April 18, 2017

Unpaid teacher salaries mean millions of Yemeni children may not finish school year

A smiling girl and her classmates at Huthaifa School in the capital Sana’a

UNICEF / Alzhrhani

Three-quarters of the war-torn country's teachers have not been paid for seven months - meaning many cannot afford to travel to work or pay for basic necessities for their families.

Two years of war may deprive a generation of Yemeni children of an education, the United Nations has warned.

That puts them at greater risk of being married off or recruited as child soldiers for a conflict which has killed at least 10,000 people.

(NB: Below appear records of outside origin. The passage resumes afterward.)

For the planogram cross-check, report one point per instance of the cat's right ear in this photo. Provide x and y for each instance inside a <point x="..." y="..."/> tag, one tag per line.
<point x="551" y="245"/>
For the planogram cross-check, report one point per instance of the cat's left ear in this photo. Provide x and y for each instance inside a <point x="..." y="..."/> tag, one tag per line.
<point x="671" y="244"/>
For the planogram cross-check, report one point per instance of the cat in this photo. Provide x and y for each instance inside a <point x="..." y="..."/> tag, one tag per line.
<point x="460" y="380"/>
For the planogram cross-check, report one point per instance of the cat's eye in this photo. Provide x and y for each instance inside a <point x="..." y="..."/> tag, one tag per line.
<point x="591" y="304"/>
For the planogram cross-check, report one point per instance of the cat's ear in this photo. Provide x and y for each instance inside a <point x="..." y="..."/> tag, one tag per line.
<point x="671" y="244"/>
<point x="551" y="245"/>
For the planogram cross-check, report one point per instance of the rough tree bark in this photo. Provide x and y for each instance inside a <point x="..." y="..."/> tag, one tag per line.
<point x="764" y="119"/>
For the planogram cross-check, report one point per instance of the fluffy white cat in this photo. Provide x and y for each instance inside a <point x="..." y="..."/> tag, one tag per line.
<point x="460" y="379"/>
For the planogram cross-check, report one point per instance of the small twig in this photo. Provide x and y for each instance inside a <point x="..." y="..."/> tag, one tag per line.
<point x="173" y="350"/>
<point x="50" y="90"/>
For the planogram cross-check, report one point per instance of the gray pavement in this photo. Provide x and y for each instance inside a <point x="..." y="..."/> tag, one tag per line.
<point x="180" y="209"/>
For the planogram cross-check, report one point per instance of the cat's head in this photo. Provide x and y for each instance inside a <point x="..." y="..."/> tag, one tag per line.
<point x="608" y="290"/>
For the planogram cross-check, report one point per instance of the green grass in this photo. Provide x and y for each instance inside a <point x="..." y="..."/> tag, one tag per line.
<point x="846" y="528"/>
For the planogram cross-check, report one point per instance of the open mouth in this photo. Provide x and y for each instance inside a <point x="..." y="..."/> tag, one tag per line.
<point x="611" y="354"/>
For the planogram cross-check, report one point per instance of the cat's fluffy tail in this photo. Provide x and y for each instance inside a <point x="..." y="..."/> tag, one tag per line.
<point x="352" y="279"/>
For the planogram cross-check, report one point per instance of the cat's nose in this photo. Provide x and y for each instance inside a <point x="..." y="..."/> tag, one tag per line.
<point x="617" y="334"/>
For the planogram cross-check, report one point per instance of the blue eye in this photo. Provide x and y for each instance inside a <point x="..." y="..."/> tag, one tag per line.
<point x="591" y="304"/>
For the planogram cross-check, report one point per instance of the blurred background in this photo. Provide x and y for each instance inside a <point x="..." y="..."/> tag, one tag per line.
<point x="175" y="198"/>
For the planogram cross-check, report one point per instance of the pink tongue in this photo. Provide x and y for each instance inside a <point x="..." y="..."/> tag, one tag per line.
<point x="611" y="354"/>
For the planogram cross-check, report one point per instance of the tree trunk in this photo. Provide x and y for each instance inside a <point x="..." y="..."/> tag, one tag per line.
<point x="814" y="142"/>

Months of unpaid salaries have affected over three-quarters of the impoverished country's teachers, meaning up to 4.5 million children may not finish the school year, UNICEF Representative in Yemen Mertixell Relano told a press conference in the capital Sanaa.

Some teachers like Tahani are volunteering to help children in Yemen

UNICEF / Saeed

"At the moment we have more than 166,000 teachers in the country that have not received a salary since October last year. This is more or less 73% of the total number of teachers in the country," Relano said.

"Those children that are not in school, they are at risk of being recruited (for military service), or the girls might be at risk of being married earlier," she added.

War in Yemen

  • Since March 2015, more than 1400 children have been killed and thousands more injured in attacks on homes, schools and hospitals.
  • Two million children are not in education and about 1600 schools are unfit for use.

The crisis largely began last year when the internationally-recognised government shifted Yemen's central bank out of Sanaa, which is controlled by the armed Houthi movement with which it is at war.

The government says the Houthis looted the bank and that it is trying to make all payments despite what it calls Houthi obstruction of the transfers - charges the group denies.

Seven months of salaries remain in arrears, public sector employees in Houthi-controlled northern lands say, making travel to work and paying for basic necessities more difficult.

"Money is the backbone of life," lamented Hoda Al Khoulani, a teacher at a children's school in Sanaa.

"Without it, I don't think anyone can live and there will be suffering. We're almost begging."